New daytime syndication shows are always a run for the roses. Now, in the post-NATPE (National Association of Television Program Executives) period, shows in the home stretch are already stumbling.

Twentieth TV has stopped CNBC money gal Suze Orman's show in its tracks, or at least until next year. The show had key New York, Los Angeles, and Chicago clearances, but not much else.

That doesn't speak too well for the syndication industry. Rarely do syndicates give up hard-to-come-by big-market clearances, even if time periods would be on overnight schedules. In the old days, top market clearances would typically be the lynchpin to getting a show in the game and smaller market stations would usually follow.

No longer.

Too many shows give way to few time slots and then get on the air with flimsy 1.1 ratings, much to the disappointment of distributors.
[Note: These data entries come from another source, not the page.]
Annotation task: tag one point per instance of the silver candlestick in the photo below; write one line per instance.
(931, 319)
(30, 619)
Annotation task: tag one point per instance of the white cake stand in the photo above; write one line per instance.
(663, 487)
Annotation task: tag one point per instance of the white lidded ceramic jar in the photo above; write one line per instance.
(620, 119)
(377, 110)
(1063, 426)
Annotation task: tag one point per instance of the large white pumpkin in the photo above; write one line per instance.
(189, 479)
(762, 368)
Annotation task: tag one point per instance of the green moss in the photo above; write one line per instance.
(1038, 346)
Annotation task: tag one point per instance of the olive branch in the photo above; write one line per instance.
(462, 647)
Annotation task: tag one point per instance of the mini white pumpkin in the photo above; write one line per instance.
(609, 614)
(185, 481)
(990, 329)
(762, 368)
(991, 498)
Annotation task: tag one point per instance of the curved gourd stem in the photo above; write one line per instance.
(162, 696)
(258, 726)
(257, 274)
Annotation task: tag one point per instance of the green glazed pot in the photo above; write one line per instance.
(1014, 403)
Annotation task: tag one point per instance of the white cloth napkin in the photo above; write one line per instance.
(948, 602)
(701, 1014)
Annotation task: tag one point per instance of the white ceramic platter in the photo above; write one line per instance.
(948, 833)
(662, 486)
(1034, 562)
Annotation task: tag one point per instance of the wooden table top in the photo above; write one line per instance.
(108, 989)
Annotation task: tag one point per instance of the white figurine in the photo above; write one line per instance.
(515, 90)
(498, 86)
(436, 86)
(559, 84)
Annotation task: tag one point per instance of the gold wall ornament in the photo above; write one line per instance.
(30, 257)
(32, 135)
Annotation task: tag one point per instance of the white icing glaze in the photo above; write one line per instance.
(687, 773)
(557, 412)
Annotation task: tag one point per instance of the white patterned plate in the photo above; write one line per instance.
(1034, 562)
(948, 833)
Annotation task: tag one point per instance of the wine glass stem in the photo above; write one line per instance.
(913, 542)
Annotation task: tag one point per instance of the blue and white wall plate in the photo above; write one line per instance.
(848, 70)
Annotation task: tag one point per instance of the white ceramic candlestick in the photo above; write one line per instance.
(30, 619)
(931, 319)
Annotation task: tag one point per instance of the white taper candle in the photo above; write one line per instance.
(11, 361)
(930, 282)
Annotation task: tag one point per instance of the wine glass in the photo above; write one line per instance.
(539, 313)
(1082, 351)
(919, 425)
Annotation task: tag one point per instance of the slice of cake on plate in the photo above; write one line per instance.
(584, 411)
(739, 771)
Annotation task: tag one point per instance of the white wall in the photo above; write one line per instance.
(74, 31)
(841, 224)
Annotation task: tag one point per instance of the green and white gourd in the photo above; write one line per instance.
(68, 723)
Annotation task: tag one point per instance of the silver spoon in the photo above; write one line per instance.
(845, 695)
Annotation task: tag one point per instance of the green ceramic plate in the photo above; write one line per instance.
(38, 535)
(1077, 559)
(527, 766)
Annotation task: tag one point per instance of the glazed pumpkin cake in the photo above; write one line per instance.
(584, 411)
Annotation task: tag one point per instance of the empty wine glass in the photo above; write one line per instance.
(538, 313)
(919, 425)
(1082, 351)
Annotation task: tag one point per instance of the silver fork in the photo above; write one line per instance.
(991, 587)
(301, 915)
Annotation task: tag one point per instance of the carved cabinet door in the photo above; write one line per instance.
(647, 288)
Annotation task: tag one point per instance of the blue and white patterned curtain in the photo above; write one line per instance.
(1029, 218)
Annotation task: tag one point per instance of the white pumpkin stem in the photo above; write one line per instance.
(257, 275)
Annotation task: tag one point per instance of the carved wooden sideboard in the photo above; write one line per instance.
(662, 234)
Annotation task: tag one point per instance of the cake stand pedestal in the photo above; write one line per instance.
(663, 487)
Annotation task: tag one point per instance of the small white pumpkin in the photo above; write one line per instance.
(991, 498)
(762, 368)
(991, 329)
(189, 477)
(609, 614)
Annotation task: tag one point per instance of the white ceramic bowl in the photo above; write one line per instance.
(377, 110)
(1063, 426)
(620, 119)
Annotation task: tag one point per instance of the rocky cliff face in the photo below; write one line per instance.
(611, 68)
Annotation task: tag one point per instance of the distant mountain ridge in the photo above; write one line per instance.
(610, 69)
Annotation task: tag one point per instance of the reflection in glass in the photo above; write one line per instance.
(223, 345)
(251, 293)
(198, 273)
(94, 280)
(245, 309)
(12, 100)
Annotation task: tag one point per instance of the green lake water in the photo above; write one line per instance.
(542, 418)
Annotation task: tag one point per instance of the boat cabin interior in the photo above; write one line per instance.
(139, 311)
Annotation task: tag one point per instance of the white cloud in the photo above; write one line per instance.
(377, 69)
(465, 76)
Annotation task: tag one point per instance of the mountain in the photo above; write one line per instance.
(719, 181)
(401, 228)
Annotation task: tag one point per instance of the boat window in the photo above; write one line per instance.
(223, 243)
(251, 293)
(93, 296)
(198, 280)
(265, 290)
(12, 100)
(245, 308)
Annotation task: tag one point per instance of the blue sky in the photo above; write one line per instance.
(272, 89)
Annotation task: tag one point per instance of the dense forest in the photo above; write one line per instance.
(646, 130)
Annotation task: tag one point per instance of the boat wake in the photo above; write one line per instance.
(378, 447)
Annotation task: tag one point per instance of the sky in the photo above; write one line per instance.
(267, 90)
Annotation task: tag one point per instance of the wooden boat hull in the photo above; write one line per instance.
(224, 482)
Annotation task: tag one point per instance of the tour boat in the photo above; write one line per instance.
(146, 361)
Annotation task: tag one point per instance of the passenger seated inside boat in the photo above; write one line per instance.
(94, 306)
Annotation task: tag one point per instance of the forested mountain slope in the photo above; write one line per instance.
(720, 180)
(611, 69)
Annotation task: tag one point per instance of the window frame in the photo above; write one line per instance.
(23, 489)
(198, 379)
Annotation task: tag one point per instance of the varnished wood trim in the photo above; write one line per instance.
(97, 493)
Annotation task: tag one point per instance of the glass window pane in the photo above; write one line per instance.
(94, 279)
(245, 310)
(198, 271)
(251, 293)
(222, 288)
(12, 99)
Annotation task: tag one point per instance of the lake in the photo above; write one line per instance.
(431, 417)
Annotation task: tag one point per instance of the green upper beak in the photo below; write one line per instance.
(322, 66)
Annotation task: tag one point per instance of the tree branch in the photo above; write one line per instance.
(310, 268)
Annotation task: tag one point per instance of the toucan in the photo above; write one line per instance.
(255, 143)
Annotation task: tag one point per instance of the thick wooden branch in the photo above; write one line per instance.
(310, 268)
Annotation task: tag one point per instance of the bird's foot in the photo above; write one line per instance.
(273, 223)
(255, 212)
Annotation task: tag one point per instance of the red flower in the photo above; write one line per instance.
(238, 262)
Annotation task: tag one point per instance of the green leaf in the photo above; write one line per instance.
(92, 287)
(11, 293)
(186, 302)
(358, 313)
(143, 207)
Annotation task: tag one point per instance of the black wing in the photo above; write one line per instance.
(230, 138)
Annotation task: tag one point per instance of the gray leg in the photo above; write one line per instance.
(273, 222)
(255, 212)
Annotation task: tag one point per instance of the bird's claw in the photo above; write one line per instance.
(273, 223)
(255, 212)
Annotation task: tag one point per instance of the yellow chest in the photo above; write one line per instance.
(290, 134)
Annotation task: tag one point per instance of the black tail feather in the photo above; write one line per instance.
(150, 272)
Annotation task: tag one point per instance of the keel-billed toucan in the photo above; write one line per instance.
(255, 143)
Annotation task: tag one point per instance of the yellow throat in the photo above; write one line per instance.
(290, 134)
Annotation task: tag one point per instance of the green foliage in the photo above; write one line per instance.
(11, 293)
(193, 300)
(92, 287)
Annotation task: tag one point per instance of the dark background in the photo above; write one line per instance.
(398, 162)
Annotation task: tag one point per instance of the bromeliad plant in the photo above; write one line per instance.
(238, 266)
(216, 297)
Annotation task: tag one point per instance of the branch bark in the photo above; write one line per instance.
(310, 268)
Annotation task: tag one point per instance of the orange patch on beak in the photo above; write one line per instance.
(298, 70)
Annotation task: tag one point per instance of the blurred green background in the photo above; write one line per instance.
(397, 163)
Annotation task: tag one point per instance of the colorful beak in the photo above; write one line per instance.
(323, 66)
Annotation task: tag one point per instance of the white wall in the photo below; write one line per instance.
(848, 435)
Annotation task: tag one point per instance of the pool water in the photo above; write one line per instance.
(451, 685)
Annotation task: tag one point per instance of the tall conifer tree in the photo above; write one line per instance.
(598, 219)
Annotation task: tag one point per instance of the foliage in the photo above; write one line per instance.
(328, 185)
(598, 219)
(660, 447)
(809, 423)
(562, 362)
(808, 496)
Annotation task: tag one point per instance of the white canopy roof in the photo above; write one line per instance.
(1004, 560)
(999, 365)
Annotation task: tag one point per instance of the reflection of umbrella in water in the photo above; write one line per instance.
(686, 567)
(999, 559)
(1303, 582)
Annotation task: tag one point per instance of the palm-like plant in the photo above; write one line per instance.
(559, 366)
Middling rookie daytime shows -- "Larry Elder" and "Tony Danza" -- can attest to this.



With Orman on the financial sidelines, Sony Pictures Television will look to lift its show hosted by Howard Stern's sidekick, Robin Quivers.

Sony had no news to report during and after the NATPE convention - a sure sign it was considering a Twentieth move, that is, wait until for next season. Now with Orman in orbit, Quivers could grab stations Orman left behind including NBC-owned outlets in Chicago and Los Angeles.

But what hope is there of succeeding? History has shown the return on investment dwindles for each new wave of first-run programming. Each year, first-run syndicated shows come on the air only to grab even smaller ratings than new shows earned the year before. National syndication advertising revenues improve every year in syndication, but it doesn't seem to compensate for lower ratings.

Over the last several years, "Dr. Phil" scored as the only big syndication hit to come on line since "Rosie O'Donnell" in the mid '90s. Warner Bros. replaced "O'Donnell' with "Ellen DeGeneres" - a modest daytime performer.

This year, for good measure, Warner Bros. has pushed hot talent "Tyra Banks" to a healthy launch on Fox owned and operated stations. But as good as Banks is, few have any idea what her daytime show is about.

The same wishy-washy theme is at NBC Universal Television. It has that crazy homemaker extraordinaire, and ex-con, Martha Stewart - by way of Mark Burnett Productions - fronting a mainstream daytime show, which has been cleared on most NBC-owned stations.

What is this show about? I can't clearly tell you that either, though I wouldn't be too wrong in saying that makeovers, celebrities, food segments, and/or family problem solving would be the logical topics of the day.

That's not good enough. Okay. How about segments on wives-who-leave-their-husbands-for-their-vacuum cleaners? This always works for "Jerry Springer" and "Maury."

Nothing original. But that's okay. Viewers need something during daytime hours. Advertisers need to sell product. And syndicators have stopped looking to re-create the wheel.

We all need something to vamp until we get to our local news car chases.